Extensive experiments conducted on three distinct models within the Qwen series—Qwen2.5-Math-1.5B, Qwen3-4B-Base, and Qwen3-8B-Base—validate the efficacy of the RELEX framework. The results indicate that RELEX requires only 15% of the full RLVR training steps to match or surpass the performance of complete training on both in-domain and out-of-domain benchmarks. For instance, on the Qwen3-8B-Base model, checkpoints generated using only a small number of early training steps achieved scores in mathematical reasoning benchmarks comparable to those of models trained for thousands of steps. This dramatic reduction in required training steps represents a significant leap in computational efficiency for the industry.

The extrapolation capabilities of RELEX further highlight its potential impact. The method can predict performance at steps 10 to 20 times beyond the observation window at zero additional training cost. A notable example from the study shows that observing only the first 50 training steps allows for an accurate prediction of model performance at step 1000, with performance continuing to improve as the extrapolation extends. This capability offers a new strategic option for researchers, enabling them to rapidly assess potential performance in the early stages of training and allocate computational resources more flexibly.

Ablation studies further confirm the minimalism of the RELEX design. Increasing the subspace rank to two or higher, or employing non-linear modeling techniques, yielded no additional performance gains. This finding reinforces the sufficiency of the rank-1 approximation, suggesting that the dominant component of RLVR trajectories is adequate to explain most performance variations. Any attempt to capture higher-dimensional details appears redundant, underscoring the efficiency of focusing on the primary direction of parameter change. This simplicity not only reduces computational costs but also democratizes access to advanced LLM optimization, allowing researchers and developers with limited resources to participate effectively in model refinement.

Outlook

The introduction of RELEX marks a significant shift in how the AI community approaches the optimization of LLM reasoning capabilities. By revealing the low-rank nature of RLVR trajectories, this research provides a new theoretical entry point for future studies. It invites exploration into whether other optimization algorithms exhibit similar geometric structures and how these insights can be leveraged to design even more efficient fine-tuning methods. The success of RELEX suggests that the field may benefit from a broader re-evaluation of optimization dynamics, moving away from brute-force computational scaling toward more geometrically informed strategies.

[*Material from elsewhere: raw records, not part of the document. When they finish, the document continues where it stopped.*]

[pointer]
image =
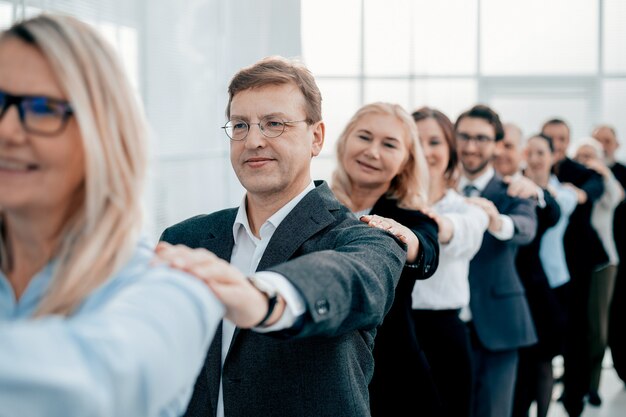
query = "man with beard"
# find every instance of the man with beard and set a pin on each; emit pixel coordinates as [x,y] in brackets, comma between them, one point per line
[498,318]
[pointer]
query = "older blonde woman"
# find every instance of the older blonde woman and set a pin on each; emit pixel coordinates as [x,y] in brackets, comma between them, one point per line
[88,326]
[382,176]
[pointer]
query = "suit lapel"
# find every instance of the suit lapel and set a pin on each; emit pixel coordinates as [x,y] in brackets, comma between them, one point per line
[494,190]
[220,241]
[310,215]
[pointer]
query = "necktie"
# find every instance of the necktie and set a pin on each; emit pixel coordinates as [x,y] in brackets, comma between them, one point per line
[470,190]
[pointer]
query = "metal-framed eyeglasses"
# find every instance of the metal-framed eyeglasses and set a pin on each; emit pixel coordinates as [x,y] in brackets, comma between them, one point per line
[479,140]
[270,127]
[40,115]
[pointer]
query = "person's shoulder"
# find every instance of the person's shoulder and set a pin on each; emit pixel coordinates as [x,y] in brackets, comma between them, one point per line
[140,270]
[199,225]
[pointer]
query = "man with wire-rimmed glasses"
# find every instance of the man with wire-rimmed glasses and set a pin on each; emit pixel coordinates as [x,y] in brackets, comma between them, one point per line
[306,284]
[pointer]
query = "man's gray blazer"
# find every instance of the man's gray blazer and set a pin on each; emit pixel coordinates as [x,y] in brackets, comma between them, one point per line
[346,273]
[500,312]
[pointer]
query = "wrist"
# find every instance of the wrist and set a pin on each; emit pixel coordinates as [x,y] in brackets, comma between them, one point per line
[271,296]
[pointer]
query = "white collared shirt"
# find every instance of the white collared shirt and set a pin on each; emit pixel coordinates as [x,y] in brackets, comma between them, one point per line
[507,230]
[247,253]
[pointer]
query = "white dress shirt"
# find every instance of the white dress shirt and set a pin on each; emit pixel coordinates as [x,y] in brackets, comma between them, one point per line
[448,288]
[507,230]
[246,255]
[551,252]
[602,215]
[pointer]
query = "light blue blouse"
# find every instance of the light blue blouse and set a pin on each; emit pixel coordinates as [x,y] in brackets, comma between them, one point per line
[133,348]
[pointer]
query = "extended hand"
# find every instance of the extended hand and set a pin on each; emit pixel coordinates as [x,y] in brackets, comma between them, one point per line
[398,230]
[245,305]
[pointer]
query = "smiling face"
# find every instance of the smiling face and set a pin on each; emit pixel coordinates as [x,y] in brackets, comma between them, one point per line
[36,172]
[607,139]
[435,146]
[475,155]
[559,133]
[539,157]
[376,150]
[274,168]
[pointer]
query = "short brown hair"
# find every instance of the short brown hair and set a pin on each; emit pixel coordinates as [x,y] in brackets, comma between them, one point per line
[276,70]
[447,127]
[481,111]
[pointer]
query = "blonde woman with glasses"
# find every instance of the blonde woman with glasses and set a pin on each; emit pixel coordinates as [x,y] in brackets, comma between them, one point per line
[88,325]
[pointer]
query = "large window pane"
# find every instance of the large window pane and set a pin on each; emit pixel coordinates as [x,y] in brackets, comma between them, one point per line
[539,37]
[387,37]
[450,96]
[392,91]
[444,42]
[331,36]
[614,32]
[613,105]
[340,100]
[530,112]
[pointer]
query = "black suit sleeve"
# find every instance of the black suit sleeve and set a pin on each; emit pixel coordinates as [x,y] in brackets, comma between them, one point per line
[550,214]
[593,186]
[428,255]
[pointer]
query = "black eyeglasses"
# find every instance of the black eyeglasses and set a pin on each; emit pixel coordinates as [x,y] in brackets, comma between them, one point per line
[480,140]
[270,127]
[41,115]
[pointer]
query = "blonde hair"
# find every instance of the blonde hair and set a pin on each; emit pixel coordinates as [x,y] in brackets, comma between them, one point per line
[409,187]
[101,234]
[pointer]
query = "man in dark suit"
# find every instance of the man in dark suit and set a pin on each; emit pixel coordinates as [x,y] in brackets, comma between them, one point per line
[299,336]
[583,253]
[499,317]
[607,136]
[534,371]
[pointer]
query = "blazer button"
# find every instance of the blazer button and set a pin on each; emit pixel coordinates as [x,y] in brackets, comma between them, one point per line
[322,307]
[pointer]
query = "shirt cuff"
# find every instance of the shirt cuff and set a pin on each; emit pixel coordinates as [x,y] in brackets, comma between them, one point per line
[294,303]
[507,229]
[541,200]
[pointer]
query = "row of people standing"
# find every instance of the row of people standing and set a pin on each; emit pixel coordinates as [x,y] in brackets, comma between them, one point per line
[314,299]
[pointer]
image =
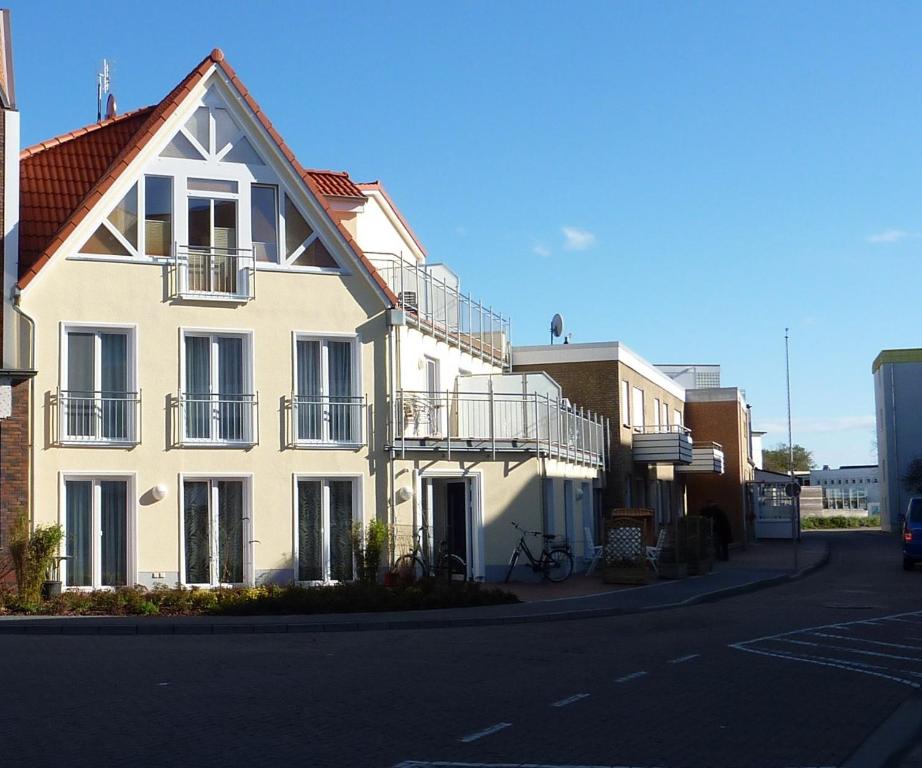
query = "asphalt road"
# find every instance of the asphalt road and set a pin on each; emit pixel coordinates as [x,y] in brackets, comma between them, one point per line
[761,680]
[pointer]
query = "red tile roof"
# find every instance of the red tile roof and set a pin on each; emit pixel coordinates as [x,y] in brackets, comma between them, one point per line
[57,174]
[335,184]
[85,186]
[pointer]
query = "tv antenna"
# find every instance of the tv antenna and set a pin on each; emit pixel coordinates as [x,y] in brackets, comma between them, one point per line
[103,83]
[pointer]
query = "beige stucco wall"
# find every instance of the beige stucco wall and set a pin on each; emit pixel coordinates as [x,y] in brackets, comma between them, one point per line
[122,293]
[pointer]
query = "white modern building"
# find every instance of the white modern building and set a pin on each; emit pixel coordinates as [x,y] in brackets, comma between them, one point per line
[898,408]
[855,487]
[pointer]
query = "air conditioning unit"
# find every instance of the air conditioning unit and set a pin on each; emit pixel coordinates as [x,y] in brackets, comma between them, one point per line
[408,300]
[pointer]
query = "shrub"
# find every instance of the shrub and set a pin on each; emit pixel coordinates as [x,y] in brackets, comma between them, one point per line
[270,599]
[839,521]
[33,554]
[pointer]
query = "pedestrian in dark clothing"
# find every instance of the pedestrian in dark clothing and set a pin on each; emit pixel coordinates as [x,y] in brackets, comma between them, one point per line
[723,534]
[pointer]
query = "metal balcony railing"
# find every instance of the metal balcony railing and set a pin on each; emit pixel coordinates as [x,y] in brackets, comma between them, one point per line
[215,419]
[98,417]
[222,274]
[328,421]
[440,309]
[497,422]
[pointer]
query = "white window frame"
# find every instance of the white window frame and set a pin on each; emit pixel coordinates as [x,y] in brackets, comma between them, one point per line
[96,477]
[355,340]
[249,539]
[358,516]
[634,414]
[626,403]
[249,355]
[131,331]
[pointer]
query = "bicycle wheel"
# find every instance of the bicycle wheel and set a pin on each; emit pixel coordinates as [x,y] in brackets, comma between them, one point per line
[512,561]
[452,568]
[558,565]
[409,568]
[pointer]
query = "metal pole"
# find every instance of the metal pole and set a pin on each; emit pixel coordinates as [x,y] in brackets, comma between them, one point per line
[794,498]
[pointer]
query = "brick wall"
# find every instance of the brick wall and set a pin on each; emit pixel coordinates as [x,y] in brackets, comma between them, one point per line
[14,463]
[594,385]
[721,422]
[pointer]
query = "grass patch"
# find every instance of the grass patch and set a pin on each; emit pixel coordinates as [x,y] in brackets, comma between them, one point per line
[258,601]
[838,521]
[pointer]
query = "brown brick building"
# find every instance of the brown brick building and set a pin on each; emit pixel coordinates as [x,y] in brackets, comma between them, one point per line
[722,415]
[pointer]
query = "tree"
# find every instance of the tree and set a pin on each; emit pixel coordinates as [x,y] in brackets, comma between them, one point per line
[913,477]
[778,459]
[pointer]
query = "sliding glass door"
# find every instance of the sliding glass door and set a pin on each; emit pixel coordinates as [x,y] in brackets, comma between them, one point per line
[96,532]
[214,532]
[325,517]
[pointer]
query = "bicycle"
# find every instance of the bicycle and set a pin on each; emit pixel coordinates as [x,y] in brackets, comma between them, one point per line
[555,562]
[415,565]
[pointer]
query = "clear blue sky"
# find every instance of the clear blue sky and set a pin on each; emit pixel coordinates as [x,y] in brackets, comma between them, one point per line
[686,178]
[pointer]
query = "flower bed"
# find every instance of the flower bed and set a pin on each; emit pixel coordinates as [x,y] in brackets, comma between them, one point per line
[265,600]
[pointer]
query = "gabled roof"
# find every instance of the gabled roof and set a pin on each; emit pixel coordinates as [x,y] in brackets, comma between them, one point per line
[377,186]
[335,184]
[76,170]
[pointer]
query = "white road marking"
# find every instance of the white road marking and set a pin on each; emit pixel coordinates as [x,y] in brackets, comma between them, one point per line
[485,732]
[632,676]
[570,699]
[872,642]
[839,663]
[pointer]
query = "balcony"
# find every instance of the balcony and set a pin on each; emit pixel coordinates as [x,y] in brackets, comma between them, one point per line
[431,298]
[655,444]
[217,420]
[494,423]
[98,418]
[213,274]
[707,458]
[327,422]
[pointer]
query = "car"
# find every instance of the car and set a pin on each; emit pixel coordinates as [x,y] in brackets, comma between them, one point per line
[912,534]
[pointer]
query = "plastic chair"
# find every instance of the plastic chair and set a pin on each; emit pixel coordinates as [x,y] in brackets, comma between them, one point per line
[593,550]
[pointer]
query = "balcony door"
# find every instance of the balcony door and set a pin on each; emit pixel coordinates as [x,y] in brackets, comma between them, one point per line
[95,399]
[327,405]
[217,402]
[215,532]
[213,254]
[96,532]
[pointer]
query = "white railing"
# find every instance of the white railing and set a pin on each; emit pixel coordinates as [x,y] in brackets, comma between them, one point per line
[662,429]
[218,419]
[497,422]
[318,421]
[226,274]
[439,308]
[98,417]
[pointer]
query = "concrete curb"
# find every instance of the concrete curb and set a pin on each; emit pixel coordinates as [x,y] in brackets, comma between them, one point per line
[192,626]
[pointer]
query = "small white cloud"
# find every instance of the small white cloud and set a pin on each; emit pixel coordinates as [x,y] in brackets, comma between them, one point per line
[889,236]
[575,239]
[817,425]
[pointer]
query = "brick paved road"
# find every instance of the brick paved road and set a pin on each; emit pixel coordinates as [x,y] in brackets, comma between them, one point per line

For the industrial sector, RELEX offers a practical solution to the escalating costs of training large models. By drastically reducing the computational resources required for RLVR, it enables faster iteration cycles and reduces the uncertainty associated with long-term training projects. This efficiency gain is particularly valuable in commercial applications where time-to-market and operational costs are critical factors. Furthermore, the ability to predict long-term performance from short observation windows allows for more agile decision-making in model development pipelines.

Ultimately, RELEX is not merely a tool for accelerating training but a profound insight into the optimization dynamics of deep models. It challenges the prevailing notion that complex reasoning requires complex, high-dimensional parameter updates. Instead, it proposes that simplicity and geometric structure are key to unlocking the full potential of LLMs. As the field continues to evolve, the principles underlying RELEX are likely to influence the design of next-generation training algorithms, paving the way for more efficient, interpretable, and accessible AI systems.